UNFPA: Você percebeu diferença nos participantes do primeiro para o último grupo?

Saulo: Os homens estão atentos às mudanças da sociedade e sabem que algumas falas estão velhas. Não é mais aquela postura de um pai que dá a última palavra, fala pouco, não é afetivo, demonstra carinho apenas por um olhar de afirmação. E eu vejo que eles querem falar: o que é ser um pai hoje? O que é participar de um relacionamento? No primeiro encontro eram falas muito contidas: “não sei”. No decorrer do tempo, foram se tornando ideias colaborativas.
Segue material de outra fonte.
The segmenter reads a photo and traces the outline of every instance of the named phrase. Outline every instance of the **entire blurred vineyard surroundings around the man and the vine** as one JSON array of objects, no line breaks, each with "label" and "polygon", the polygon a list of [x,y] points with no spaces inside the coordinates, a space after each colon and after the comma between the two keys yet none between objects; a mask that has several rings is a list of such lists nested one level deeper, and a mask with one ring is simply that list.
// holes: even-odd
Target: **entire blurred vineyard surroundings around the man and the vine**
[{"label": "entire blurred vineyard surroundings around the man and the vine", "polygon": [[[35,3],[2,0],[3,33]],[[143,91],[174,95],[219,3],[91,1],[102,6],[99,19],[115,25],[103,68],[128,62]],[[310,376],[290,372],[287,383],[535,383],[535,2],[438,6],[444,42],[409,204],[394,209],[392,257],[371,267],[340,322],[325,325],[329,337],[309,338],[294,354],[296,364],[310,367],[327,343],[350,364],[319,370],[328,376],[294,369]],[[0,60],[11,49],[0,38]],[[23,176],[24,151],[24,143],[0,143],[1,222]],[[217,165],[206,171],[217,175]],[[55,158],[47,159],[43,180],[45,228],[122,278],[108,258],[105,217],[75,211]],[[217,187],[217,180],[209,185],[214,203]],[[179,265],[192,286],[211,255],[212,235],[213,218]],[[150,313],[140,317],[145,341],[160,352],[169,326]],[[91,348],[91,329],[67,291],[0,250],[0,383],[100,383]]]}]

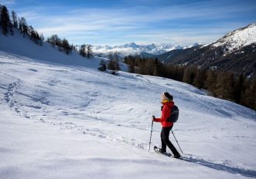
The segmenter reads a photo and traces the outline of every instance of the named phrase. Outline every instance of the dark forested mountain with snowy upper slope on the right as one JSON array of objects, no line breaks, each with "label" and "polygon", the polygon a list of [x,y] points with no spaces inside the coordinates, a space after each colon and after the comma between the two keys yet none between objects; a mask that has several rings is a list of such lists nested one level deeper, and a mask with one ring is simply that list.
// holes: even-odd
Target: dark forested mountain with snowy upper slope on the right
[{"label": "dark forested mountain with snowy upper slope on the right", "polygon": [[256,23],[229,32],[209,45],[174,49],[155,57],[180,66],[193,65],[255,75]]}]

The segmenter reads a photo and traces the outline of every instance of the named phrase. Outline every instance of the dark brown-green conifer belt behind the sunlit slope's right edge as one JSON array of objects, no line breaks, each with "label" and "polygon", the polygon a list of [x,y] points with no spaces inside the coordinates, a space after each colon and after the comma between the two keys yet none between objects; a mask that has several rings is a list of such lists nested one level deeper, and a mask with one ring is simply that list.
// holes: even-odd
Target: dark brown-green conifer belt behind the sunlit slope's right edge
[{"label": "dark brown-green conifer belt behind the sunlit slope's right edge", "polygon": [[126,56],[129,73],[162,76],[189,83],[199,89],[208,90],[213,96],[256,110],[256,78],[244,74],[214,69],[200,69],[197,66],[176,66],[163,64],[158,59]]}]

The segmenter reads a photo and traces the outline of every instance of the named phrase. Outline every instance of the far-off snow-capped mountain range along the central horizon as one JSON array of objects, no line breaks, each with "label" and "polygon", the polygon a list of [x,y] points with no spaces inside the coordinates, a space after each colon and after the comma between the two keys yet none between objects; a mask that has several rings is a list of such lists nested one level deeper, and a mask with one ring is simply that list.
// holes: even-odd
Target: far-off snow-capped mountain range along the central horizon
[{"label": "far-off snow-capped mountain range along the central horizon", "polygon": [[[198,46],[198,43],[194,43],[192,46]],[[110,52],[118,52],[121,57],[128,55],[140,55],[142,53],[150,53],[152,55],[159,55],[165,52],[169,52],[173,49],[186,49],[191,46],[174,46],[171,44],[149,44],[138,45],[135,42],[127,43],[122,46],[94,46],[93,52],[95,55],[108,56]]]}]

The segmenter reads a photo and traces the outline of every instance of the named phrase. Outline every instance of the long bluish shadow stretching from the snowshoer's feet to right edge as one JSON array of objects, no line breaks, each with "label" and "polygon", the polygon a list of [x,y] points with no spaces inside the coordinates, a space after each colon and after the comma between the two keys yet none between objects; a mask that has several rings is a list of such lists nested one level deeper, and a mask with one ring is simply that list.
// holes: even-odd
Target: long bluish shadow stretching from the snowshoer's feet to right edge
[{"label": "long bluish shadow stretching from the snowshoer's feet to right edge", "polygon": [[207,160],[193,158],[193,157],[182,157],[181,159],[193,164],[200,164],[200,165],[203,165],[204,167],[210,167],[218,171],[227,171],[231,174],[241,174],[244,177],[256,177],[256,171],[251,171],[251,170],[238,168],[238,167],[230,167],[224,164],[216,164]]}]

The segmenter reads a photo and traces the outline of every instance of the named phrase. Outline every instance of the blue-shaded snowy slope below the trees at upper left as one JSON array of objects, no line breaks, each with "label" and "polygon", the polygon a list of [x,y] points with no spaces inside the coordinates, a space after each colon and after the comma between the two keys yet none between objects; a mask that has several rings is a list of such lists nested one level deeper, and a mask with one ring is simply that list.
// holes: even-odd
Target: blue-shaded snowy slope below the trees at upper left
[{"label": "blue-shaded snowy slope below the trees at upper left", "polygon": [[[0,34],[0,51],[63,65],[87,66],[91,68],[99,67],[101,59],[104,61],[108,60],[101,57],[87,59],[80,56],[77,52],[67,55],[46,42],[43,42],[43,46],[37,46],[29,38],[23,37],[17,30],[15,30],[13,36]],[[121,69],[127,71],[127,66],[121,63]]]}]

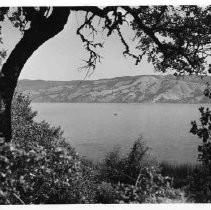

Conforme eles foram vendo que era um ambiente seguro, foram se expondo mais e apresentando suas diversidades, sem o medo de serem rechaçados, que também é tão comum para os homens.  


Um dos seis grupos de homens, após a conclusão das atividades. Foto: ©UNFPA Brasil/Isabela Martel

Sobre o Moverse

O programa conjunto MOVERSE é implementado pelo Fundo de População das Nações Unidas (UNFPA), Agência da ONU para Refugiados (ACNUR) e ONU Mulheres, com o apoio do Governo de Luxemburgo.  O objetivo geral é garantir que políticas e estratégias de governos, empresas e instituições públicas e privadas fortaleçam os direitos econômicos e oportunidades de desenvolvimento entre mulheres venezuelanas refugiadas e migrantes.   

A iniciativa é construída em três frentes. A primeira trabalha diretamente com empresas, instituições e governos nos temas e ações ligados a trabalho decente, proteção social e empreendedorismo. A segunda aborda mulheres refugiadas e migrantes diretamente, para que tenham acesso a capacitações e a oportunidades ligadas ao mercado laboral e ao empreendedorismo. A terceira frente trabalha para que as mulheres tenham conhecimento e acesso a serviços de resposta à violência baseada em gênero.